[Python-3000] Two proposals for a new list-like type: one modest, one radical

Wed Apr 25 08:04:27 CEST 2007

[Daniel Stutzbach]
> As a pet project, I've written a container type that looks, acts, and
> quacks like a Python list(), but has better asymptotic performance.
> Specifically, O(log n) time for inserts and deletes in the middle of
> the list.  I'd like to offer it for inclusion in the collections
> module.

In principle, I think this new container would be a fine addition to the collections module.  That is a perfect place for alternate 
implementations of standard types. By matching the list-api, you've reduced the learning curve to near zero while still offering 
intermediate-level users an alternative data structure with different performance trade-offs.

In practice, the code for BList is somewhat complex, and its desirability and performance in actual applications is unproven. 
Fortunately, Py2.6 is still a long way off. My recommendation is that you release it right away as a third-party module and let the 
hordes of Pythonistas test it in battle. With the code base thoroughly exercised and some positive user feedback, it would be hard 
to say no to this going into Py2.6.

> I'm open to suggestions for a better name.
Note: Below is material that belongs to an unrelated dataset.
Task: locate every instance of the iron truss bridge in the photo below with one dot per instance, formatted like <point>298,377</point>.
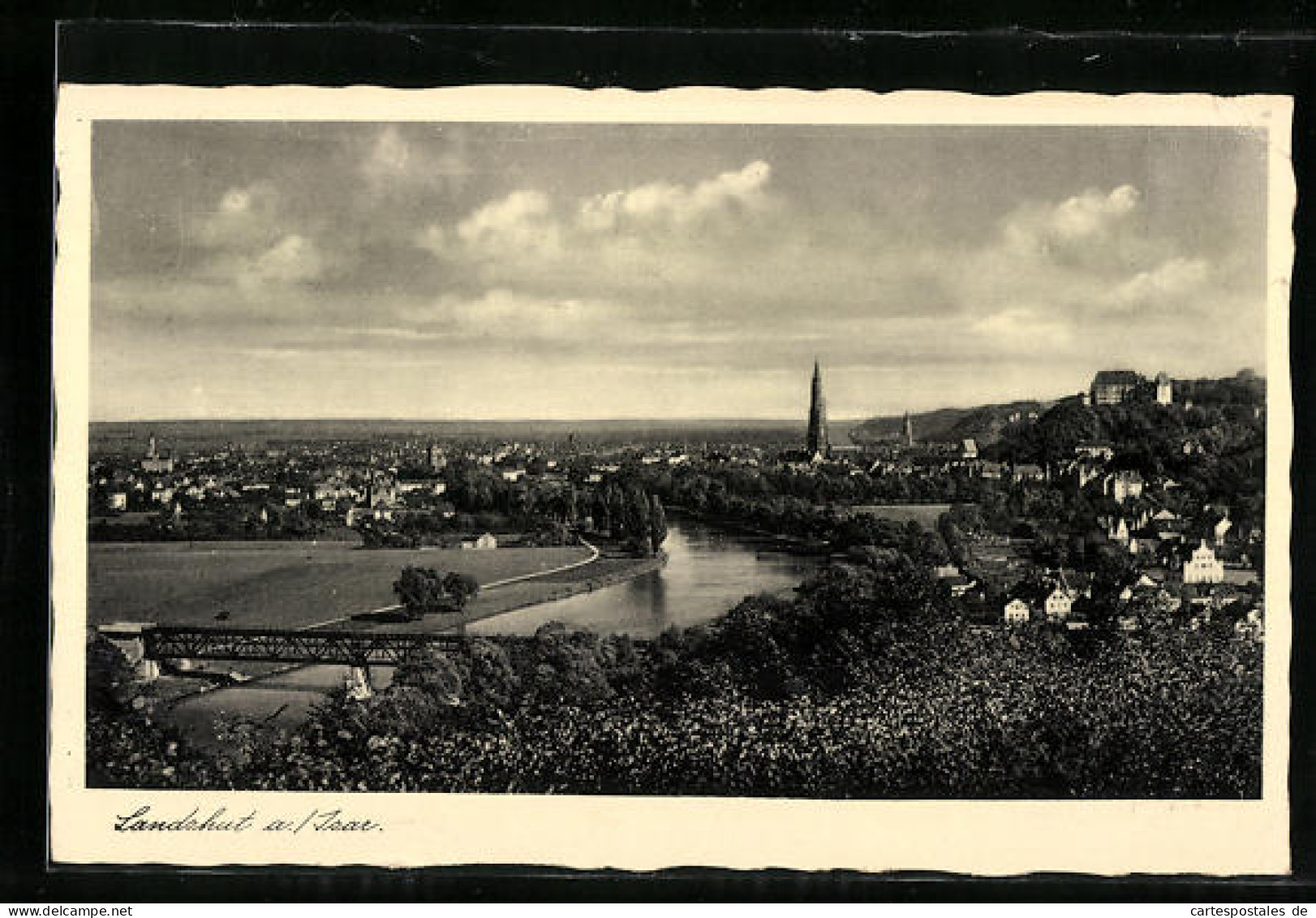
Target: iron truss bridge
<point>355,649</point>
I'm hoping for a better name too.   Hope you enjoy the impending naming debate --  very few people will read your code, more than a 
few will read the proposal, but *everyone* will have an opinion on the name ;-)   Perhaps start-off with something romantic and 
enigmatic like "treelist" ;-)

> - just as fast as a Python list() when the list is small
> - getslice runs in O(log n) time
> - making a shallow copy runs in O(1) time
> - setslice runs in O(log n + log k) time if the inserted slice is a
> BList of length k
> - multipling a BList by k takes O(log k) time and O(log k) memory

How does BList's memory consumption compare with the current list over-allocation scheme?

Does it take longer to instantiate an emtpy list?  What are the malloc/free patterns?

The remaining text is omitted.